Reputation: 179
I have a small application that uses fast-api and playwright to scrape data and send it back to the client. The program is working properly when I'm running it locally, but when I try to run it as a Docker image it fails with the following error:
Looks like you launched a headed browser without having a XServer running.
Set either 'headless: true' or use 'xvfb-run <your-playwright-app>' before running Playwright.
obviously I tried running it in Headless=True mode, but the code fails with this error:
net::ERR_EMPTY_RESPONSE at https://book.flygofirst.com/Flight/Select?inl=0&CHD=0&s=True&o1=BOM&d1=BLR&ADT=1&dd1=2022-12-10&gl=0&glo=0&cc=INR&mon=true
logs
navigating to \"https://book.flygofirst.com/Flight/Select?inl=0&CHD=0&s=True&o1=BOM&d1=BLR&ADT=1&dd1=2022-12-10&gl=0&glo=0&cc=INR&mon=true\",
waiting until \"load\"
I also tried to run it locally with Headless=True and it failed with "Timeout 30000ms exceeded" error.
This is the funcion I'm using to return the page html:
def extract_html(self):
with sync_playwright() as p:
browser = p.chromium.launch()
page = browser.new_page()
page.goto('https://book.flygofirst.com/Flight/Select?inl={}&CHD={}&s=True&o1={}&d1={}&ADT={}&dd1={}&gl=0&glo=0&cc=INR&mon=true'.format(self.infants, self.children , self.origin, self.destination, self.adults, self.date))
html = page.inner_html('#sectionBody')
return html
and this is my Dockerfile:
FROM python:3.9-slim
COPY ../../requirements/dev.txt ./
RUN python3 -m ensurepip
RUN pip install -r dev.txt
RUN playwright install
RUN playwright install-deps
ENV PYTHONPATH "${PYTHONPATH}:/app/"
WORKDIR /code/src
COPY ./src /app
CMD ["uvicorn", "main:app", "--host", "0.0.0.0", "--port", "8000", "--reload"]

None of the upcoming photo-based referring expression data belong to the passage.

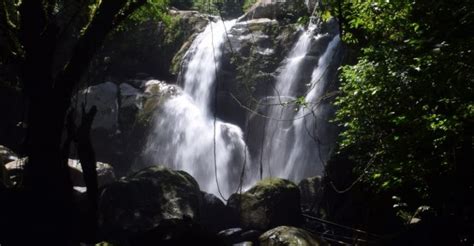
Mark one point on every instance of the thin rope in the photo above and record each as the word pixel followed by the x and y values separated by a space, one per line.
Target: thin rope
pixel 214 113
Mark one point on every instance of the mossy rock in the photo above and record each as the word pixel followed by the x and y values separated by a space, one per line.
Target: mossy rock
pixel 289 236
pixel 140 202
pixel 311 191
pixel 270 203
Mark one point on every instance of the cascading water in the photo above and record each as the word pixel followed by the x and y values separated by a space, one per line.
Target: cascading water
pixel 292 146
pixel 311 129
pixel 186 132
pixel 188 137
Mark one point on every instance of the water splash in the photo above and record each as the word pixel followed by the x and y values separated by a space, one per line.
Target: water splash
pixel 292 146
pixel 186 132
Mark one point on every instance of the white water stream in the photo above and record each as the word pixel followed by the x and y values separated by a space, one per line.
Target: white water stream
pixel 188 137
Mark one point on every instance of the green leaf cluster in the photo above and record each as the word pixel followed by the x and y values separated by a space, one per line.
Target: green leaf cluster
pixel 407 103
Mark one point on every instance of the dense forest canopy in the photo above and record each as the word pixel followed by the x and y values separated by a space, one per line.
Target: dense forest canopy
pixel 405 105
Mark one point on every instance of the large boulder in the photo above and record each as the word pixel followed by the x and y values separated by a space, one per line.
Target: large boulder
pixel 105 172
pixel 140 202
pixel 289 10
pixel 104 97
pixel 287 235
pixel 270 203
pixel 214 214
pixel 6 155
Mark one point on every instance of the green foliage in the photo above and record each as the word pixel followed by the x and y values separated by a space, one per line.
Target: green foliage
pixel 407 102
pixel 152 10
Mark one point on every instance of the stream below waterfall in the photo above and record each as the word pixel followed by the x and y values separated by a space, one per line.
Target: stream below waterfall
pixel 296 136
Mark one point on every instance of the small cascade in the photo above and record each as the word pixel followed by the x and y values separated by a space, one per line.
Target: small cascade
pixel 298 136
pixel 186 135
pixel 278 131
pixel 311 126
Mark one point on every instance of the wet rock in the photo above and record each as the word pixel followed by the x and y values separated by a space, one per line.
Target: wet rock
pixel 270 203
pixel 104 97
pixel 422 213
pixel 280 10
pixel 310 190
pixel 6 155
pixel 140 202
pixel 286 235
pixel 130 104
pixel 214 214
pixel 231 235
pixel 105 173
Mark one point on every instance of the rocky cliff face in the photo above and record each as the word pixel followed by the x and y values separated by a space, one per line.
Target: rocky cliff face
pixel 256 47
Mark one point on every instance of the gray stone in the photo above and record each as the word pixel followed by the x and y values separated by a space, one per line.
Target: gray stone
pixel 140 202
pixel 270 203
pixel 104 97
pixel 286 235
pixel 310 191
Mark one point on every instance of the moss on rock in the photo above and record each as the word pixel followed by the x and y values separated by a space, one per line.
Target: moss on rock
pixel 270 203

Hope someone could figure out what I'm doing wrong.
Upvotes: 2
Views: 4591
Reputation: 306
Locally it works as there's GUI stuff for sure already installed in order to open a browser (especially with headless=False
)
but when you're trying to put it to Docker env additional actions required, so I've resolved it in this way:
Dockerfile:
FROM mcr.microsoft.com/playwright/python:v1.{lastest_stable_version}-focal # in my case `30.0`
RUN apt-get update && apt-get upgrade -y
RUN apt-get install -y xvfb
RUN apt-get install -qqy x11-apps
# chromium dependencies
RUN apt-get install -y libnss3 \
libxss1 \
libasound2 \
fonts-noto-color-emoji
# additional actions related to your project
ENTRYPOINT ["/bin/sh", "-c", "/usr/bin/xvfb-run -a $@", ""] # exactly this kind of magic command :)
docker-compose.yml
service_name:
build: .
init: true
command: # command depending on a project
environment:
- DISPLAY=:0
volumes:
- /tmp/.X11-unix:/tmp/.X11-unix
Hope it will help
Upvotes: 2
Reputation: 1654
After investigating and trying several things, looks like the problem is the user_agent of the browser when is in headless mode, for some reason the default user agent does not like to that page, try with:
def extract_html(self):
with sync_playwright() as p:
browser = p.chromium.launch(headless=True)
page = browser.new_page(user_agent='Mozilla/5.0 (Windows NT 10.0; Win64; x64) AppleWebKit/537.36 (KHTML, like Gecko) Chrome/107.0.0.0 Safari/537.36')
page.goto('http://book.flygofirst.com/Flight/Select?inl=0&CHD=0&s=True&o1=BOM&d1=BLR&ADT=1&dd1=2022-12-10&gl=0&glo=0&cc=INR&mon=true')
html = page.inner_html('#sectionBody')
return html
Upvotes: 3